What is Accounts Receivable Financing?

Accounts receivable funding is a short-term type of financing where the business borrows funds based on its receivables. It is instrumental when there is a mismatch between cash inflow and outflow in a company. This article covers the essential aspects of accounts receivable funding that you should know.


There are three basic types of accounts receivable financing as discussed below;-

Traditional Factoring

The company receives 80% of the receivables upfront, as the lender assumes ownership of the invoices and pursues their payment. Once the customers pay their dues, the factoring company remits the remaining 20% after deducting its factoring fee.

Selective Receivables Financing

As you might guess from the title, in selective receivable financing, a company can choose which receivables to submit to a lender for early payment. The primary difference with traditional factoring is that the business waits for partial remittance after the invoices are paid instead of receiving full payment upfront.

Generally, the financial rates are slower, as this financing option does not appear on its balance sheet. As a result, the agreement does not impact the company’s other debts or debt ratio.  

Asset-based Lending

In this type of accounts receivable financing, a company commits most of its receivable, with very little control over which invoices to submit to the lender. Though associated with higher fees, asset-based lending is still beneficial to the company choosing this financing route. Benefits include quicker and easier access, plus minimal compliance requirements.

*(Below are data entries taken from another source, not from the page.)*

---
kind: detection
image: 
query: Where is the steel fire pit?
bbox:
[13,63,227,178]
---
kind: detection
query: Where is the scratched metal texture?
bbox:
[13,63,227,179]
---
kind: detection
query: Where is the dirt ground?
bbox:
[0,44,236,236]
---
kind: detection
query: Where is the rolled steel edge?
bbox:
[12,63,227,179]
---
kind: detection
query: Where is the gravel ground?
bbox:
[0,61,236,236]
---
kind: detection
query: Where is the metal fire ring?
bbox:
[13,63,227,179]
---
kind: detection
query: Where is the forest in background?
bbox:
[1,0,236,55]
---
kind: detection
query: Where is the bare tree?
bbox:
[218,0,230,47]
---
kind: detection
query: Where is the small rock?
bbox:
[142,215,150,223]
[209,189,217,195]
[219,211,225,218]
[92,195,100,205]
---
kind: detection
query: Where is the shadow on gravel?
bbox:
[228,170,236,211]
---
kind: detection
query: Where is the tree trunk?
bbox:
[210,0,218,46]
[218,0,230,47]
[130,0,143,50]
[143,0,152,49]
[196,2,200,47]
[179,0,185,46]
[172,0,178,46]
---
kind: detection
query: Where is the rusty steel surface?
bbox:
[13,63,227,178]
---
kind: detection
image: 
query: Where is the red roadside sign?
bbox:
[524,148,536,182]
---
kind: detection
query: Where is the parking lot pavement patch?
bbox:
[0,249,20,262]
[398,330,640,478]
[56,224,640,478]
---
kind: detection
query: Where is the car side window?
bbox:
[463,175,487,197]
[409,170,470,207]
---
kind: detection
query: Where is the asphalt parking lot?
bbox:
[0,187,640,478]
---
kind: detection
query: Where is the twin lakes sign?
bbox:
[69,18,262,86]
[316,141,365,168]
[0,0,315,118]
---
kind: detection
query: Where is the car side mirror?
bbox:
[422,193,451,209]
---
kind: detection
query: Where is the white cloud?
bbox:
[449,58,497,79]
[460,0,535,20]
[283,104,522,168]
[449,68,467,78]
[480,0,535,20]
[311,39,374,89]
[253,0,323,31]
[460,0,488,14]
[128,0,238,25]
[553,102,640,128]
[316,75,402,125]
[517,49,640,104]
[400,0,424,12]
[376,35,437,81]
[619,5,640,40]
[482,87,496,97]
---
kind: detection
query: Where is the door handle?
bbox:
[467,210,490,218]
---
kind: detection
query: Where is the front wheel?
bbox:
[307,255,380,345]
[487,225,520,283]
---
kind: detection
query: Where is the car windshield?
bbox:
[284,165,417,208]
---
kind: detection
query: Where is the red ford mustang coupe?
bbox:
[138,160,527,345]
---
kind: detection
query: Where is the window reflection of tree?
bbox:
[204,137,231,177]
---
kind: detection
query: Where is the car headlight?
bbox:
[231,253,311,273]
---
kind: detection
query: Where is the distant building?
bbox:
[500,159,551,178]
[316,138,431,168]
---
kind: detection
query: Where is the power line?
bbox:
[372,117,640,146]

  • Receive capital tie to unpaid invoices. Instead of waiting for the payment date, you can receive working capital as soon as possible to keep your business afloat.
  • Accounts receivable financing is more accessible than conventional credit lines. Minimum to no collateral is needed. In contrast, traditional institutions require an endless list of leverage
  • Quick access to emergency cash. It only takes a few days to complete the application processing before you can receive the money directly into your account.
  • Available to the business of all sizes
  • Helps build a business creditworthiness

Factors Influencing Quality of Receivables

The quality of receivables is essential in accounts receivable financing. Here are a few factors that determine a receivable’s quality;-

Debtor Creditworthiness

A debtor with a low credit rating decreases the receivable quality, thus increasing the cost of borrowing, i.e., interest rates and reduction of lent amount.

Receivable Duration

The shorter the duration of receivable, the lower the cost of funding. Notably, receivables beyond 90 days are considered as default.

Documentation Quality

Excellent documentation boosts the quality of receivables as it provides contracts’ clarity and provides a basis for legal action in case of default.

Original Account Industry

The macro trends within the seller’s industry impact the debtor’s capability to repay their debts; hence is a crucial consideration as financial institutions wish to minimize their exposure to debt in particular sectors.


If you are financially stuck due to a delay in payments, seek accounts receivable financing for instant funding based on your unpaid invoices. Based on your preference and business type, you have three options, with multiple factors influencing the quality of your invoices.